Jaw Surprises: Why Slender Bites Outperformed Heavy Jaws
The team used finite element modeling (FEM), a method taken from engineering, to model the biting forces of five different types of lungfish. The results were surprising: some of the thickest, strongest jaws were surprisingly weak when put under stress, while sleeker, more delicate jaws were much better at handling stress.
It is correct to say, as Professor John Long observed, ‘this changes the way we think about fossil anatomy’. “A jaw that looks strong isn’t always made that way.” The glaring exception was Griphognathus whitei, a so-called “duck-billed” lungfish which had thin jaws and outperformed larger relatives. This indicates that some form of specialized feeding adaptation allowed him to outperform larger relatives, perhaps by snapping at soft-bodied prey rather than crushing harder-shelled animals.
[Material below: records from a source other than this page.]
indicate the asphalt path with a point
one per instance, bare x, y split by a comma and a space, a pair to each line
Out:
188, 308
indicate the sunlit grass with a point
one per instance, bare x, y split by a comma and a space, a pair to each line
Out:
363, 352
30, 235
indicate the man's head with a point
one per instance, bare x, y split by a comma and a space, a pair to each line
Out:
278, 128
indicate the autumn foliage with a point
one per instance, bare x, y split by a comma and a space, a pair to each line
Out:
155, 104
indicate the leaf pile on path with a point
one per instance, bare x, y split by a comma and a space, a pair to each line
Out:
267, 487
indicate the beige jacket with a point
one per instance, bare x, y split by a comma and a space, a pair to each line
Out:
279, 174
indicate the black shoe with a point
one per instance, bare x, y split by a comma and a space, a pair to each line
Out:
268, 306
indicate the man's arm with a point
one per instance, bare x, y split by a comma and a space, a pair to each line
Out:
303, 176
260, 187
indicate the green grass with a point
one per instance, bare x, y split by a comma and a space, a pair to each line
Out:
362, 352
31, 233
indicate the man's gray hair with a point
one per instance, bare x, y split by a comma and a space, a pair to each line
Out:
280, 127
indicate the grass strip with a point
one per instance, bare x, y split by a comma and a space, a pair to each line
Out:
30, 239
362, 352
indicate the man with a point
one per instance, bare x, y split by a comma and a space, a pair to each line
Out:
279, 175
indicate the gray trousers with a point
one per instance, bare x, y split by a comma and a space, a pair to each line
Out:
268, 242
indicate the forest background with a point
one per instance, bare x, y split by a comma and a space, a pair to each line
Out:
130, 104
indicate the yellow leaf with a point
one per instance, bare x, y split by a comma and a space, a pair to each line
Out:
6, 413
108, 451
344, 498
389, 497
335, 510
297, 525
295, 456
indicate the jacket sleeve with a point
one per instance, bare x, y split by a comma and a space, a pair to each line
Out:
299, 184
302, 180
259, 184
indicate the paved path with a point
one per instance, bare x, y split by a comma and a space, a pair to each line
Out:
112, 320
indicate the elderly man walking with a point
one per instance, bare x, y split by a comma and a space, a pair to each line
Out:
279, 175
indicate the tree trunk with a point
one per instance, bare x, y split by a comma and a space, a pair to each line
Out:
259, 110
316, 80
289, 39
Niche Partitioning: How 11 Species Coexisted

Variations in jaw morphology often denote differences in feeding adaptation within a species. Some lungfish may have consumed soft-bodied organisms, while others scavenged on shelled creatures and carrion. This form of ecological specialization is likely what allowed so many different species to coexist in the ancient Gogo reefs.
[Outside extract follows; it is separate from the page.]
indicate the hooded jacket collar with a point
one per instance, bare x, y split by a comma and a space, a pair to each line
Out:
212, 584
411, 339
Olga Panagiotopoulou, a study co-author and doctor of biomechanics, imagines “a coral reef today with fish performing specific roles as cleaners, grazers, and hunters.” She notes, “The Devonian lungfish were doing the same thing 380 million years ago.”
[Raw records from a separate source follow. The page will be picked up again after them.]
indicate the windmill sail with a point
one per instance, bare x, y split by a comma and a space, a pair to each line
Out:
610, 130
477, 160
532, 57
Lungfish and the Leap to Land

Tetrapods, the first vertebrates to crawl onto land, are evolutionary cousins of lungfish. They are important to understanding this change because their biology is different from other animals in that they have both gills and lungs. The new study shows how changes to the jaw may have come before important changes that were needed for feeding on land.
Clement says, “These fish weren’t just waiting for legs to grow.” “Their feeding systems were already changing in ways that would later help vertebrates live in new places.”
The Engineering Behind the Discovery

As with few paleontological studies, the team analyzed the biting force of the animals with CT scans and 3D modeling. In the words of the study’s lead researcher Bland, “We treated these jaws like airplane wings to see how they would handle stress.” The models created for this study became available to the public through Morphosource, thus enabling scientists across the globe to analyze and work with the data.
What’s Next? Unlocking More Devonian Secrets

The Gogo Formation keeps surprising us. Recent finds there include fossilized hearts, muscles, and even stomach contents that give us an amazing look at life in the Devonian. Future research will try to put together whole food webs to show how these old ecosystems worked.
Long says, “Every fossil from Gogo is a piece of a puzzle.” “And we’re just beginning to see the whole picture.”
Why This Matters Today
Learning about how lungfish adapted to their surroundings can help us understand how evolution works and how ecosystems today can handle climate change. Clement says, “These fish lived through mass extinctions.” Their secrets could help us figure out how to stay alive in a world that is always changing.
For now, the Gogo fossils remind us that evolution is full of surprises and that the most dangerous bites can come from the most unlikely places.